If a mining company and its biggest investor won’t so much as accept a petition challenging their business practices, what can a community and its supporters do to ensure accountability?

“Even the Chinese Embassy will accept a petition,” my mate tells me incredulously. “It doesn’t say much for this lot if they can’t even maintain the Chinese Government’s levels of transparency or accountability.”

The lot that he’s referring to are Aussie mining firm MRC. The company recently refused to accept an Avaaz petition at their Annual General Meeting, which called for divestment from the company’s Xolobeni titanium mining project on South Africa’s Wild Coast, amidst deadly violence, which has led to the murder of four mine opponents and attacks against many more in recent years.

Today, the company’s biggest shareholder, British property mogul, Graham Edwards, followed suit, as a small delegation from Marikana Miners Solidarity Campaign, London Mining Network, Gaia Foundation, Wretched of the Earth and War on Want attempted to deliver the same petition to his London office. After being asked to wait around for more than half an hour, a receptionist at Edwards’ Telereal Trillium offices informed us that no one would be available to accept the petition.

The current ownership status of the Xolobeni mine remains cloudy, after last week’s unexpected announcement by MRC on the Australian Securities Exchange that they would be divesting from the project.

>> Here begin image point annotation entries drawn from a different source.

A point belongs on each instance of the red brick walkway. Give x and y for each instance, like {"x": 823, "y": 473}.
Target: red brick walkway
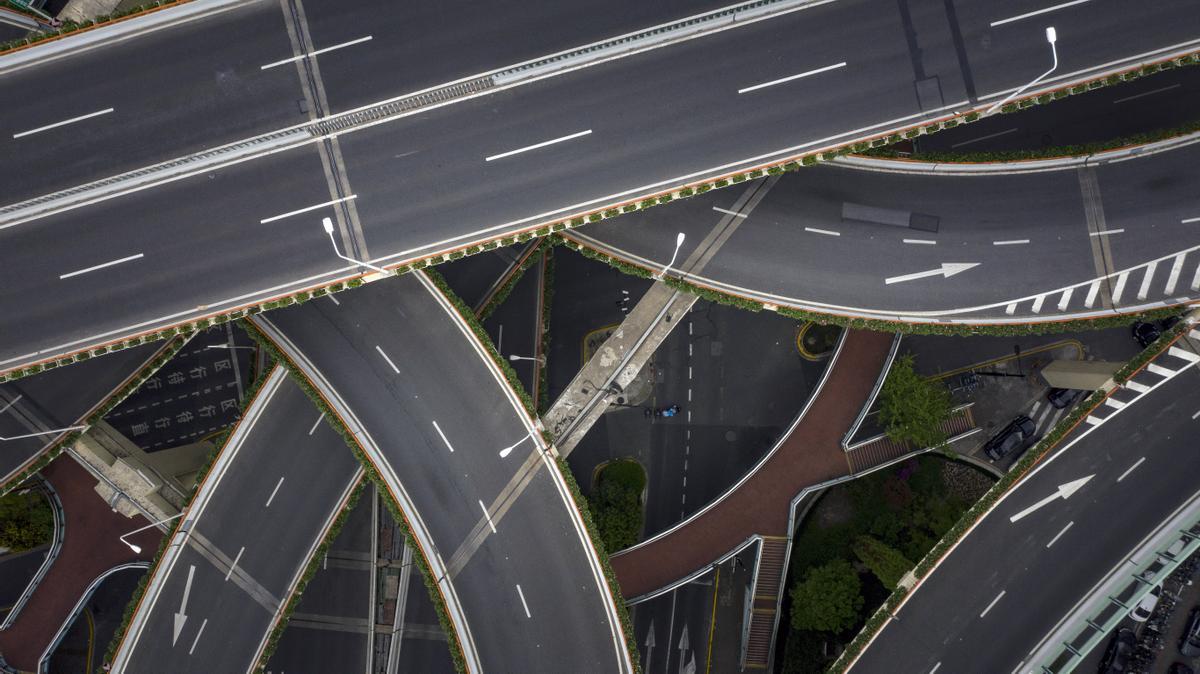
{"x": 811, "y": 453}
{"x": 89, "y": 548}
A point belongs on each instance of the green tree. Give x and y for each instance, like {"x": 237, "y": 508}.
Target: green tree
{"x": 886, "y": 563}
{"x": 913, "y": 408}
{"x": 616, "y": 504}
{"x": 828, "y": 599}
{"x": 25, "y": 521}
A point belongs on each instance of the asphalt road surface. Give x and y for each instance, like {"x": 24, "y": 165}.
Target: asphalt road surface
{"x": 397, "y": 360}
{"x": 1008, "y": 583}
{"x": 796, "y": 248}
{"x": 649, "y": 126}
{"x": 249, "y": 535}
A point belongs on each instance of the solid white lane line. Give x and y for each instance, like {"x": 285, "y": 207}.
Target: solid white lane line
{"x": 438, "y": 428}
{"x": 543, "y": 144}
{"x": 826, "y": 232}
{"x": 396, "y": 369}
{"x": 486, "y": 515}
{"x": 1151, "y": 92}
{"x": 64, "y": 122}
{"x": 993, "y": 603}
{"x": 69, "y": 275}
{"x": 523, "y": 602}
{"x": 1091, "y": 293}
{"x": 729, "y": 212}
{"x": 360, "y": 40}
{"x": 234, "y": 565}
{"x": 983, "y": 138}
{"x": 306, "y": 209}
{"x": 790, "y": 78}
{"x": 1066, "y": 299}
{"x": 275, "y": 491}
{"x": 1173, "y": 277}
{"x": 1145, "y": 280}
{"x": 1131, "y": 469}
{"x": 197, "y": 639}
{"x": 1059, "y": 535}
{"x": 1036, "y": 12}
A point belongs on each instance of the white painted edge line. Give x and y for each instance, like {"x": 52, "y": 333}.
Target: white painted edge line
{"x": 443, "y": 435}
{"x": 826, "y": 232}
{"x": 487, "y": 516}
{"x": 306, "y": 209}
{"x": 726, "y": 211}
{"x": 1131, "y": 469}
{"x": 790, "y": 78}
{"x": 360, "y": 40}
{"x": 1059, "y": 535}
{"x": 234, "y": 565}
{"x": 396, "y": 369}
{"x": 130, "y": 258}
{"x": 537, "y": 145}
{"x": 275, "y": 491}
{"x": 321, "y": 416}
{"x": 526, "y": 606}
{"x": 1036, "y": 12}
{"x": 993, "y": 603}
{"x": 197, "y": 639}
{"x": 1151, "y": 92}
{"x": 64, "y": 122}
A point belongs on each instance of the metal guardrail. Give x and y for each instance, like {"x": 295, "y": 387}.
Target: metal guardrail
{"x": 1125, "y": 589}
{"x": 51, "y": 555}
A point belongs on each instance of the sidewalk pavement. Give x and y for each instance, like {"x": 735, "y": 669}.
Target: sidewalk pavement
{"x": 90, "y": 547}
{"x": 810, "y": 455}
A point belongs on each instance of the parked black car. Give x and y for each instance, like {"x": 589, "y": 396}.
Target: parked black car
{"x": 1146, "y": 332}
{"x": 1014, "y": 435}
{"x": 1063, "y": 397}
{"x": 1189, "y": 643}
{"x": 1116, "y": 659}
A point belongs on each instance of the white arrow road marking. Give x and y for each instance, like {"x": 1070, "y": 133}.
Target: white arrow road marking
{"x": 1065, "y": 492}
{"x": 947, "y": 270}
{"x": 181, "y": 615}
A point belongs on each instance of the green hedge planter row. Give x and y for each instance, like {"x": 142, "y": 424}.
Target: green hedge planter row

While a clear indication that two months of active solidarity and press coverage in the UK and Australia have rattled the company (the Amadiba community has been courageously resisting the mine for nearly a decade), the terms of the company’s divestment continues to raise questions about the ultimate financial beneficiaries, if the Xolobeni project was to go ahead.

A maze of shell companies, offshore accounts and arm’s length subsidiaries have made it incredibly difficult to trace the money flows in and out of Xolobeni. It seems MRC’s divestment will follow the same opaque trajectory, as they iron-out a deal in which the company sells its 56% stake in the Xolobeni mine to the South African corporate partner that they themselves created, Keysha Investments.

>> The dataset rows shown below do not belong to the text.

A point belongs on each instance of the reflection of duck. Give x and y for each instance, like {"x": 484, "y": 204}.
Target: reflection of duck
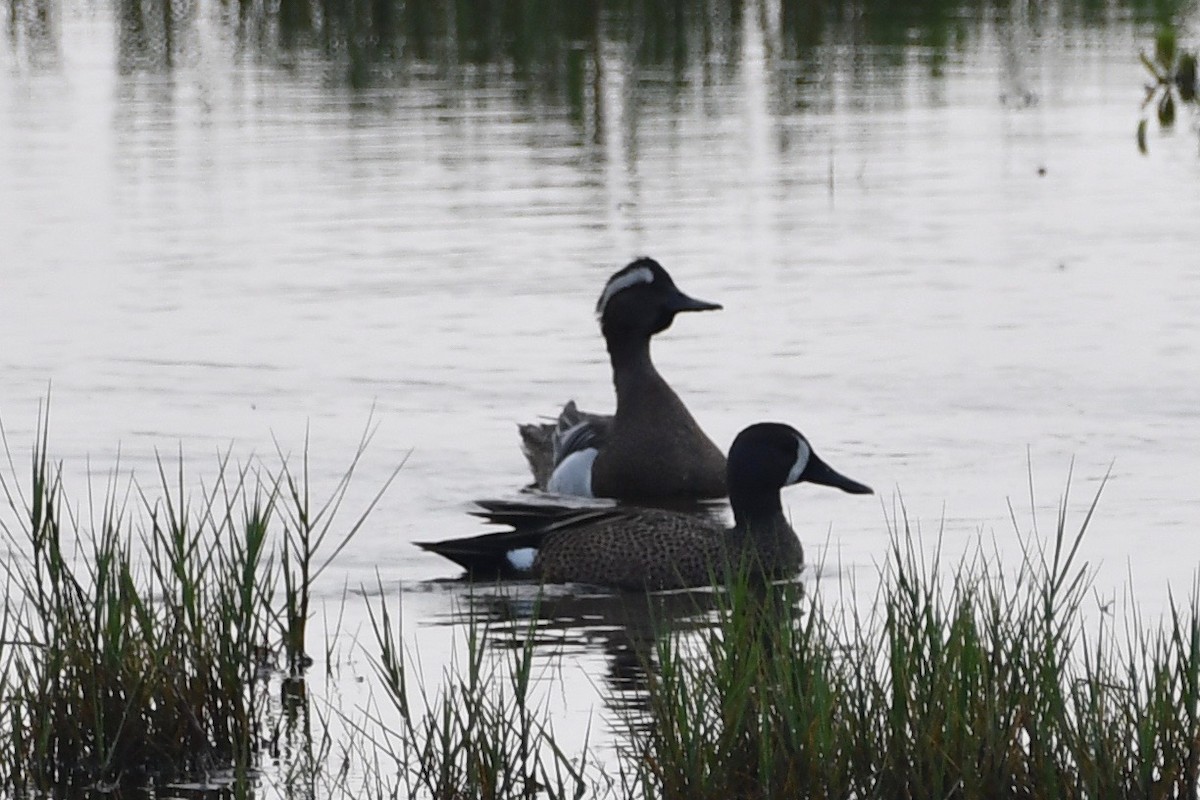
{"x": 655, "y": 548}
{"x": 623, "y": 626}
{"x": 651, "y": 449}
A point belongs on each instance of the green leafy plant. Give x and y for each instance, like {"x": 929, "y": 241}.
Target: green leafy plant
{"x": 1174, "y": 72}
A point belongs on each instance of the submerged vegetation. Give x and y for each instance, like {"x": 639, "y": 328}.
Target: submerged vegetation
{"x": 1174, "y": 82}
{"x": 139, "y": 639}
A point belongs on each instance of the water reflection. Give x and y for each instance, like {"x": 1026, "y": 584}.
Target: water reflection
{"x": 624, "y": 627}
{"x": 557, "y": 52}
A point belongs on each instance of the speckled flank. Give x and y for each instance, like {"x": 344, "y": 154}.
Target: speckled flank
{"x": 661, "y": 549}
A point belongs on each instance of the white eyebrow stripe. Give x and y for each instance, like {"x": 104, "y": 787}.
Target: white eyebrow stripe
{"x": 641, "y": 275}
{"x": 802, "y": 461}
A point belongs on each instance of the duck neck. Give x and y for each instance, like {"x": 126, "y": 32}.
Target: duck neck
{"x": 756, "y": 512}
{"x": 631, "y": 366}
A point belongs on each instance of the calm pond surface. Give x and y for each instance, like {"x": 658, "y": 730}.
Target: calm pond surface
{"x": 940, "y": 252}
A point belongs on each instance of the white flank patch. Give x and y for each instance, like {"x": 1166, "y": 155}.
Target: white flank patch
{"x": 802, "y": 461}
{"x": 522, "y": 558}
{"x": 641, "y": 275}
{"x": 574, "y": 475}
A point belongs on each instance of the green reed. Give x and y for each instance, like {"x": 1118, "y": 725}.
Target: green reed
{"x": 138, "y": 638}
{"x": 957, "y": 681}
{"x": 479, "y": 734}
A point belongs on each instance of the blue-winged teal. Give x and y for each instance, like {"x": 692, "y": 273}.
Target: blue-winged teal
{"x": 654, "y": 548}
{"x": 651, "y": 450}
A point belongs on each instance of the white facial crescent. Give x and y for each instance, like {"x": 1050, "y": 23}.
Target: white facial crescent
{"x": 622, "y": 282}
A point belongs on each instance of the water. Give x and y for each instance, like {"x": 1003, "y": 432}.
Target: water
{"x": 940, "y": 253}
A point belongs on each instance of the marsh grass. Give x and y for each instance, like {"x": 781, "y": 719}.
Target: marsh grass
{"x": 481, "y": 733}
{"x": 957, "y": 681}
{"x": 138, "y": 638}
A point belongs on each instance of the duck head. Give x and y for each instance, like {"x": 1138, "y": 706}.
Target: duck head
{"x": 642, "y": 300}
{"x": 768, "y": 456}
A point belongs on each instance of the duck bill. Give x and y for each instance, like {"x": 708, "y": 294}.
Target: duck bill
{"x": 683, "y": 302}
{"x": 819, "y": 471}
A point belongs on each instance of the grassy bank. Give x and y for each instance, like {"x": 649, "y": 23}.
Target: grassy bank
{"x": 139, "y": 635}
{"x": 141, "y": 638}
{"x": 964, "y": 680}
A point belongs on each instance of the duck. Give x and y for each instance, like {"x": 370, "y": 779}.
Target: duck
{"x": 651, "y": 450}
{"x": 648, "y": 548}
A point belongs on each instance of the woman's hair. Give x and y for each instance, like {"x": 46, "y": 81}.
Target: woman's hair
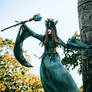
{"x": 50, "y": 24}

Today, the silhouette of murdered Amadiba Crisis Committee chair, Bazooka Rhadebe, emblazoned the walkways outside of Edwards’ London Wall office, as his Telereal Trillium colleagues were given leaflets explaining the violence surrounding their boss’s South African investments. He may not have received the names of the thousands around the world calling on him to divest his shares in MRC, but no doubt the whispers around the water cooler will find their way to him.

For now, we’ll have to keep coming back, until our friends on the Wild Coast are confident that Edwards is no longer profiting from the proposed destruction of their territory and that he has done all he can to ensure that the Xolobeni Mineral Sands Project will not go ahead against the wishes and demands of the community.